Pour la première fois, un modèle climatique a pu simuler avec rigueur les grands traits du climat du début de l’Éocène. Jusqu’à présent, cette période très chaude s’étendant de -56 à -48 millions d’années était très mal reproduite par les modèles numériques. Aussi, il s’agit d’un progrès considérable – lequel repose en grande partie sur une meilleure représentation de la microphysique nuageuse.
Il y a environ 56 millions d’années, la Terre subissait son épisode de réchauffement global le plus extrême jamais observé en paléoclimatologie. On parle de maximum thermique du Paléocène-Éocène (PETM en anglais) car il marque la transition entre les deux époques géologiques. Sans surprise, les impacts sur la biodiversité ont été importants avec de nombreuses extinctions et migrations d’espèces.
Un emballement du climat vers le chaud
Partant d’un contexte déjà chaud à la fin du Paléocène, la température de la Terre a augmenté de 5 à 9 degrés en une dizaine de milliers d’années seulement. Elle aurait atteint jusqu’à 32 °C en moyenne globale au pic du PETM. Cette élévation thermique brutale a été pilotée par celle – tout aussi brutale – de la concentration atmosphérique en dioxyde de carbone (CO2). En effet, sa quantité a quasiment été multipliée par 2 durant le PETM, atteignant près de 2000 ppm. Probablement suite à une déstabilisation de clathrates de méthane.
Ce pic prend place dans une tendance plus lente au réchauffement, laquelle mènera quelques millions d’années plus tard à l’optimum de l’Éocène (voire figure ci-dessous). Toutefois, on ne retrouvera pas des valeurs aussi extrêmes que durant le PETM.

Les scientifiques estiment que la température moyenne sur Terre durant l’optimum de l’Éocène était de 29 °C. Autrement dit, 15 degrés de plus comparé à aujourd’hui. Le taux de CO2 s’élevait à ~1600 ppm – contre 410 ppm actuellement. Par ailleurs, le gradient thermique entre les pôles et les tropiques était réduit de ~30 % par rapport à sa valeur contemporaine.
Il va sans dire que le visage de la planète était très différent. Des forêts tropicales occupaient les moyennes latitudes et la température des eaux aux tropiques pouvait dépasser 40 °C. Des palmiers couvraient l’Antarctique et les crocodiles baignaient dans l’océan Arctique. Notons également l’absence totale de glace, même sur les plus hauts sommets.
Simuler le climat du début de l’Éocène : un défi
Jusqu’à présent, les modèles de climat n’arrivaient pas à rendre compte des températures très chaudes de l’Éocène inférieur. Ou alors, seulement après avoir introduit des forçages peu réalistes.
Cependant, une étude parue le 18 septembre dernier dans Science Advances fait état d’une amélioration considérable dans la capacité à simuler cette période. En effet, le modèle de dernière génération utilisé produit une image de la Terre en accord avec les proxys paléoclimatiques. Et ce sans avoir eu besoin d’introduire de forçages exotiques ou de reformuler la physique du code de calcul.

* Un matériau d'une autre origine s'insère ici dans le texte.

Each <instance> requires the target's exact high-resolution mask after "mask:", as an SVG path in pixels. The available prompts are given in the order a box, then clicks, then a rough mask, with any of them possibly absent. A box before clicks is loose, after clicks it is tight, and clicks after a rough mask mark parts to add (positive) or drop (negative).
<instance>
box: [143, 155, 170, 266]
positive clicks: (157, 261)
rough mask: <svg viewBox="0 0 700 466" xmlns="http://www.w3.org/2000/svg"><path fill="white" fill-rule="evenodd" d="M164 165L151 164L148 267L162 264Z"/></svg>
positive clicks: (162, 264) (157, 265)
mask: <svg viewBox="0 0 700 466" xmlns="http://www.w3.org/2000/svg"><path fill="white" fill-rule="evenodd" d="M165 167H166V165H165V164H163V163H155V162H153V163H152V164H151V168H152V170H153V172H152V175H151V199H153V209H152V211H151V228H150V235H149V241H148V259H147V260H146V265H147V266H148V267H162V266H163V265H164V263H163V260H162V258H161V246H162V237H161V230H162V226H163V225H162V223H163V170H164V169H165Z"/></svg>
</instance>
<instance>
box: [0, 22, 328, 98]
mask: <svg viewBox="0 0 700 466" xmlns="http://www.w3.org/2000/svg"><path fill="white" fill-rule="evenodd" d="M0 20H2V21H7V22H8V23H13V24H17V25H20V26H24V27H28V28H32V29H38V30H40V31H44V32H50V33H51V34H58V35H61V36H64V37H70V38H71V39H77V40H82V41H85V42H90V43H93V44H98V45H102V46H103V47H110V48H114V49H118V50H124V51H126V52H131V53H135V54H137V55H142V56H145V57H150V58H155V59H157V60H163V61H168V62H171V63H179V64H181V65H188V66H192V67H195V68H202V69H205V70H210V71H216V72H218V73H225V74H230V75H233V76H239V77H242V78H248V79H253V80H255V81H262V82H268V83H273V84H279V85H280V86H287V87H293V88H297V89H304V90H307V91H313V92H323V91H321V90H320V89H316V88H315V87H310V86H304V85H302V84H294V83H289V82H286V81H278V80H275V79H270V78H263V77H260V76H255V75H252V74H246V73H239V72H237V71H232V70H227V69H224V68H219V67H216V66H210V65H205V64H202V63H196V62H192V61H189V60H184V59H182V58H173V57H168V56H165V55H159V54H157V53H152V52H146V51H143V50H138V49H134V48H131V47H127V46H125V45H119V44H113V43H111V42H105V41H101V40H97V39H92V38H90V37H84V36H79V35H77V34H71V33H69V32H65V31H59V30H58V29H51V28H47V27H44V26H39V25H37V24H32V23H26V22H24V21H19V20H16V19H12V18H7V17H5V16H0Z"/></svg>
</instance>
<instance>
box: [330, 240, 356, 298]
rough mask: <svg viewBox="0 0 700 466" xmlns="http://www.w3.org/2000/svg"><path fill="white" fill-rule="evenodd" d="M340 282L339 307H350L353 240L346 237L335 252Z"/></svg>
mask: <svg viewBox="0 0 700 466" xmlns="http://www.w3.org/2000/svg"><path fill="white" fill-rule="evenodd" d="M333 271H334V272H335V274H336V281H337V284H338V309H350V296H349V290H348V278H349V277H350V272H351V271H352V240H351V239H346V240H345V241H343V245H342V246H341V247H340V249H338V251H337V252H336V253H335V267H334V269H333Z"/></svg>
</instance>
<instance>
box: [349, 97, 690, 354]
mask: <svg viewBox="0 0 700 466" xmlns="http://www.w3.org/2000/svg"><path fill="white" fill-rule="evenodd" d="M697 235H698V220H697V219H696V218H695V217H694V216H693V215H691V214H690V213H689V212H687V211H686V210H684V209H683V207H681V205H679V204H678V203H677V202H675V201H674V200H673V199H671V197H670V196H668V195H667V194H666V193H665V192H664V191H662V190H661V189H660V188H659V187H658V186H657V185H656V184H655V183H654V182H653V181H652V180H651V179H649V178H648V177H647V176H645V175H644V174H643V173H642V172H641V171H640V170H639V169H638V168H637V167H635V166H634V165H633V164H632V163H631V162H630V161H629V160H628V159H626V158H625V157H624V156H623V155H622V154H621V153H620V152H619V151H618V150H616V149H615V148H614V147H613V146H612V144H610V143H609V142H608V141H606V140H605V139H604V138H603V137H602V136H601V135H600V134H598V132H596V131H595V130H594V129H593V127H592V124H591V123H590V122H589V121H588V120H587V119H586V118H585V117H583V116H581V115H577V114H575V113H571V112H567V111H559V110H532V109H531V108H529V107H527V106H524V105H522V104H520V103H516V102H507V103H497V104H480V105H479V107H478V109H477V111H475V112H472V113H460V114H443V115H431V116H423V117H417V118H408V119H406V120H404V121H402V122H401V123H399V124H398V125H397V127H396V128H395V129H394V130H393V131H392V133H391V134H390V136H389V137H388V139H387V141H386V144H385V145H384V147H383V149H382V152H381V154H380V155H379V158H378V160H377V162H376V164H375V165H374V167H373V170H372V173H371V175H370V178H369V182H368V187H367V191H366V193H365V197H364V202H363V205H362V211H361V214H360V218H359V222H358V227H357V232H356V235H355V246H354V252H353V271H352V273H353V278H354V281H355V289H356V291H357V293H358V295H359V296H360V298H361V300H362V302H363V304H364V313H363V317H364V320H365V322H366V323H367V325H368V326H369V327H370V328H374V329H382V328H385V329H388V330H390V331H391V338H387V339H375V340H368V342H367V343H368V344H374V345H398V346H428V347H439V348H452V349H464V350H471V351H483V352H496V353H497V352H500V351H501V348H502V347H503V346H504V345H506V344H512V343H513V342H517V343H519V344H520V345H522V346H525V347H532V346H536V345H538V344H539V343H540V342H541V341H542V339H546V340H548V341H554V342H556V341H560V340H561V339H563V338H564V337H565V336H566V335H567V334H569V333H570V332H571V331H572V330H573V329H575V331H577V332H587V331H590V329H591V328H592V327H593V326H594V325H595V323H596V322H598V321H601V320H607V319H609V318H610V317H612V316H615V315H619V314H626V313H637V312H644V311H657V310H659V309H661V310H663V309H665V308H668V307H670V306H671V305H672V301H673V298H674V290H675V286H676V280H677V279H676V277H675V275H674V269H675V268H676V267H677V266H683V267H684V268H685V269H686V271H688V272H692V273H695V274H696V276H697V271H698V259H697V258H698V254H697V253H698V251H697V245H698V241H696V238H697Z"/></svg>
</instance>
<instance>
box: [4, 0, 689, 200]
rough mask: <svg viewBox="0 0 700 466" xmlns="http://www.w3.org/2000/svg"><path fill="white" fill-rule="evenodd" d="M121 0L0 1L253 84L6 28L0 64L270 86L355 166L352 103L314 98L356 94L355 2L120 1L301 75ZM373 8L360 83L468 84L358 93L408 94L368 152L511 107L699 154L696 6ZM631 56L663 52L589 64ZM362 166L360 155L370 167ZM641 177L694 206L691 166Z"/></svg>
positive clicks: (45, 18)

Ce progrès est attribué à la meilleure prise en compte des processus de très fine échelle. Plus précisément, lorsque le climat se réchauffe, la microphysique nuageuse évolue fortement et mène à une réduction du couvert nuageux global. En conséquence, plus d’énergie solaire entre dans le système climatique. Il s’agit d’une rétroaction positive qui amplifie le réchauffement et – point important – qui dépend de la température planétaire. Le processus est donc très non-linéaire.
Des implications fortes pour le climat du futur
« Cette constatation est effrayante. Car elle indique que la réponse de la température à une augmentation de CO2 dans le futur pourrait être plus importante que la réponse à la même augmentation de CO2 maintenant. Ce n’est pas une bonne nouvelle pour nous », explique Jiang Zhu, auteur principal du papier.

Ainsi, ces résultats invitent à s’interroger sur le changement climatique en cours. Si l’ampleur du réchauffement dépend sensiblement des phénomènes de très fines échelles, il se pourrait que la hausse de température à venir soit sous-estimée. En effet, les modèles utilisés jusqu’à présent ne disposaient pas d’une résolution suffisante pour cerner ce type de rétroaction potentielle. C’est pour cette raison que les nuages restent encore la principale cause d’incertitudes dans les projections futures.
« Cela suggère une sensibilité climatique plus élevée dans un avenir plus chaud que celle généralement estimée par le GIEC », peut-on lire à la fin de l’étude. Des résultats qui trouvent un certain écho dans les derniers chiffres avancés par les climatologues.